Aceitando-se estes objetivos, que em princípio são pacíficos, o consenso político, alargado ou não a empresas e associações empresariais, não parece ser suficiente para a sua promoção, designadamente pelos motivos já expostos e, de forma mais geral, porque poderia levar a uma hierarquização de investimentos arbitrária. Assim, é necessário um quadro institucional que obrigue uma análise aprofundada dos investimentos em termos de eficiência e de equidade para hierarquizar devidamente os investimentos a fazer de acordo com cada um dos critérios. Essa análise deveria ser apresentada pelo promotor do investimento, fosse ele o governo, um município ou uma entidade privada a contar com fundos públicos. Depois, para evitar comportamentos oportunistas, por exemplo, previsões demasiado otimistas, essa análise deveria ser validada por uma entidade independente do governo, com um mandato para o efeito. Seria um mandato sobretudo “técnico”, no sentido de que realizaria o seu trabalho num quadro previamente definido, centrado na avaliação da razoabilidade das hipóteses admitidas pelos promotores dos investimentos e na qualidade da análise custos-benefícios apresentada. O poder desta entidade residiria na apreciação técnica das propostas apresentadas, que deveria ser pública. Uma entidade deste tipo, poderia funcionar no âmbito da Assembleia da República, ainda que com independência em relação ao governo e aos partidos. Sobre as suas apreciações dos projetos apresentados seriam feitas as opções políticas, por quem em cada momento estivesse no poder.
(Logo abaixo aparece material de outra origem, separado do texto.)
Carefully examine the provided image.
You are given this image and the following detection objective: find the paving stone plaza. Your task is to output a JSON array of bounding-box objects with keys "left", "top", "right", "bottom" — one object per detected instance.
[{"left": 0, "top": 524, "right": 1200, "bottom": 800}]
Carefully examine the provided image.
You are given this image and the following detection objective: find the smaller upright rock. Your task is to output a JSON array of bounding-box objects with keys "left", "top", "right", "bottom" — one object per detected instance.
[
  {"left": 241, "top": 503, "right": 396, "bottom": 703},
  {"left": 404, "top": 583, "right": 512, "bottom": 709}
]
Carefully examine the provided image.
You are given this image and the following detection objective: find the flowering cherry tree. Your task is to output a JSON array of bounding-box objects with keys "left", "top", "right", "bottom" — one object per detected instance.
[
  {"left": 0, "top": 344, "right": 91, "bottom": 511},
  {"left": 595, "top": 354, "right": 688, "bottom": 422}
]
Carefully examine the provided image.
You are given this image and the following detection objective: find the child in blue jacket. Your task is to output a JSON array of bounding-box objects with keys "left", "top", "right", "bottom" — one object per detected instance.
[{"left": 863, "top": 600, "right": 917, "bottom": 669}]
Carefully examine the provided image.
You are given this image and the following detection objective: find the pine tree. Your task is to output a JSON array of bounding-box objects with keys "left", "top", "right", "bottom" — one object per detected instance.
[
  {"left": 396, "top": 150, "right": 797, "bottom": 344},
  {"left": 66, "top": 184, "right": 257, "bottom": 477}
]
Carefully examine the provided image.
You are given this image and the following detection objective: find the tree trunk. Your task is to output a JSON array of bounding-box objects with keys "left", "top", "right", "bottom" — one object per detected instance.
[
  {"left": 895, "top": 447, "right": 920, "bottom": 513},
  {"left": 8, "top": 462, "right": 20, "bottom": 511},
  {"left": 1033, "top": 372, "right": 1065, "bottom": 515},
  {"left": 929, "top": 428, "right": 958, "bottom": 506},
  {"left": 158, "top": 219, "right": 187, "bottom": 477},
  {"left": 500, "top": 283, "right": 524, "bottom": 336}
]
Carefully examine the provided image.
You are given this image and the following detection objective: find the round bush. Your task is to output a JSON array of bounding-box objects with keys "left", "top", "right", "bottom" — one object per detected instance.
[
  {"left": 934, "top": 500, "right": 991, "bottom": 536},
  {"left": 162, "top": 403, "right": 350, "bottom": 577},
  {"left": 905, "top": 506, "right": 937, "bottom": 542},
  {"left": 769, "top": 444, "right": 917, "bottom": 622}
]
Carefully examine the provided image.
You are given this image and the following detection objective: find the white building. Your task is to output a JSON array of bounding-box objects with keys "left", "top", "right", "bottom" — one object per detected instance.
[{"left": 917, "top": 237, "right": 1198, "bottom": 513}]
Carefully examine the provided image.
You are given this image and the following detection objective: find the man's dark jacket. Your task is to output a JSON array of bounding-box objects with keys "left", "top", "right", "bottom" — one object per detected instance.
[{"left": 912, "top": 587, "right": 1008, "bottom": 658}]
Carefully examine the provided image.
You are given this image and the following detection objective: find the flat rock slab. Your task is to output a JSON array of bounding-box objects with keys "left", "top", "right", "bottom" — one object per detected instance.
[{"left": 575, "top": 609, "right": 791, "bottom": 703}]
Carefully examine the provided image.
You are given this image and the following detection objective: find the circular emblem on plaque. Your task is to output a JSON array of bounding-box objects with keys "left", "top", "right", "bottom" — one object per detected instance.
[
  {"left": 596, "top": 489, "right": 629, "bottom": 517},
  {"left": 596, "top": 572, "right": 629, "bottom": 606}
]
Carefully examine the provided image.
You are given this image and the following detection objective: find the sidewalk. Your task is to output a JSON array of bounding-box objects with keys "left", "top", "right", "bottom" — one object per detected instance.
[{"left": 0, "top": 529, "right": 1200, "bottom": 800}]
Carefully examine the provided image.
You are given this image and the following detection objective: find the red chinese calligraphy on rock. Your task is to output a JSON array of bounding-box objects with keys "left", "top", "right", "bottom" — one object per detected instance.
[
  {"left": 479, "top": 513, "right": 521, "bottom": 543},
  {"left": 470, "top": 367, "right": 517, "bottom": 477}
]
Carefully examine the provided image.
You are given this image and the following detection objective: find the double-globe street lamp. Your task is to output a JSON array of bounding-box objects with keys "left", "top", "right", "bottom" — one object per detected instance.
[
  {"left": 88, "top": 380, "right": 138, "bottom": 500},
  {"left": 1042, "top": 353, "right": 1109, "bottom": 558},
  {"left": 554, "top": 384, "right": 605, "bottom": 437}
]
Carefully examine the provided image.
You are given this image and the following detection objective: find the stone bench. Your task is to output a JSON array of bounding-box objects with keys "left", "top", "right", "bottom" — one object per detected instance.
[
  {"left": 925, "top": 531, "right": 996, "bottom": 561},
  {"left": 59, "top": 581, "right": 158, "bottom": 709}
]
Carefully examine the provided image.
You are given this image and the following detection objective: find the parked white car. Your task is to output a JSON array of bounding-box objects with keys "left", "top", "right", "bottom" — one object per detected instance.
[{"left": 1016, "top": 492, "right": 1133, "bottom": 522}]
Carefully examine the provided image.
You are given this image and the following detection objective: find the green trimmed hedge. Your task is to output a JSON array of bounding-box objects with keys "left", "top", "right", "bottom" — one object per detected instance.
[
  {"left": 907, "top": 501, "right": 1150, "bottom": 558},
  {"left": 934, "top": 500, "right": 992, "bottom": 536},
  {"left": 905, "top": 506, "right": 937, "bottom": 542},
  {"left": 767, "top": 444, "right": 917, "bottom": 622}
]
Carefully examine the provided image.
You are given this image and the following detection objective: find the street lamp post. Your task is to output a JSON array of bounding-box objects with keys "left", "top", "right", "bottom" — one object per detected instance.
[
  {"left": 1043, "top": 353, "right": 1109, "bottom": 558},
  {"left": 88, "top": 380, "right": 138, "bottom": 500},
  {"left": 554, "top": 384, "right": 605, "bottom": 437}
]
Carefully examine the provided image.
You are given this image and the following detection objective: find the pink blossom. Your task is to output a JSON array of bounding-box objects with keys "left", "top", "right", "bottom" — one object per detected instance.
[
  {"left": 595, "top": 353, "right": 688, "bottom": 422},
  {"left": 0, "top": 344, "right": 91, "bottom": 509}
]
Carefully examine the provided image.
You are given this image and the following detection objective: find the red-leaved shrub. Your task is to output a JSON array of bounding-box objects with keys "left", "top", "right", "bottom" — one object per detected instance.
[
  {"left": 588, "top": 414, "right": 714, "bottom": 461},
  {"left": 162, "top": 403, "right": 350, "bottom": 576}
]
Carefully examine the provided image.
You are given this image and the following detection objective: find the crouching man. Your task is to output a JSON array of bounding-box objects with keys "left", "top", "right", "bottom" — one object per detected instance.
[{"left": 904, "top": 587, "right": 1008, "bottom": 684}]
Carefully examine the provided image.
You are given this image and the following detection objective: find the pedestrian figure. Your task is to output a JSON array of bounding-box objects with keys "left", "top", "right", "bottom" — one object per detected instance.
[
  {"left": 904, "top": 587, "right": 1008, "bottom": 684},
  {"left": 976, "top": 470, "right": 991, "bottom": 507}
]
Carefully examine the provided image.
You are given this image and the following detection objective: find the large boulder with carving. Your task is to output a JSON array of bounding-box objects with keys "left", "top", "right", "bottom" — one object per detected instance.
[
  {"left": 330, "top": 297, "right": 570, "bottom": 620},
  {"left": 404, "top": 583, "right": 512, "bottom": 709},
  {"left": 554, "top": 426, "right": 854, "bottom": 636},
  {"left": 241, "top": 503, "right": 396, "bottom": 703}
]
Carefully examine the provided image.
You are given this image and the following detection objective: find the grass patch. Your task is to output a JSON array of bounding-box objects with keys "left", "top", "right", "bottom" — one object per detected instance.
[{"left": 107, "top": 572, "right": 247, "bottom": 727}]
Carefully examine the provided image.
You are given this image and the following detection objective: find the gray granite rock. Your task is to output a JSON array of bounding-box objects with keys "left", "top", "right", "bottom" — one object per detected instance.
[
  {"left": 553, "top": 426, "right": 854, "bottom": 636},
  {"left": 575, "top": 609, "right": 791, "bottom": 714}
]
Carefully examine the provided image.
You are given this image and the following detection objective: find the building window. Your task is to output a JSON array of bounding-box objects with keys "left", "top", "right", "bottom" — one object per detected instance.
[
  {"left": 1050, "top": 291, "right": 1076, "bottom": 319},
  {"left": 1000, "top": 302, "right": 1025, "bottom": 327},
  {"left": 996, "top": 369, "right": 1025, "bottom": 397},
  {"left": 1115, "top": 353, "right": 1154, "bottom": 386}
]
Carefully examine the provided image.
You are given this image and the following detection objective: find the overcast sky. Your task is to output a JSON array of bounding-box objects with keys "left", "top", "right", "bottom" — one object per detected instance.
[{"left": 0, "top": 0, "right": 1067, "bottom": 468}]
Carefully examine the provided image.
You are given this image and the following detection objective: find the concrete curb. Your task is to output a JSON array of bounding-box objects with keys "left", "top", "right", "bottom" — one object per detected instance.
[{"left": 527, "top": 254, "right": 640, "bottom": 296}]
Entende-se por vezes que a exigência de uma avaliação técnica prévia de opções políticas, independente do governo, limita o processo democrático. Não é isso que se pretende, antes pelo contrário. É certo que se condiciona a decisão política. Mas no sentido de tornar mais difícil o oportunismo eleitoral, ou a formação de coligações de interesses políticos e privados para a promoção de algum investimento sem interesse para a sociedade. Em última análise, trata-se de criar instituições que produzam sistematicamente informação mais adequada, aumentem a transparência e contribuam para a qualidade das decisões políticas.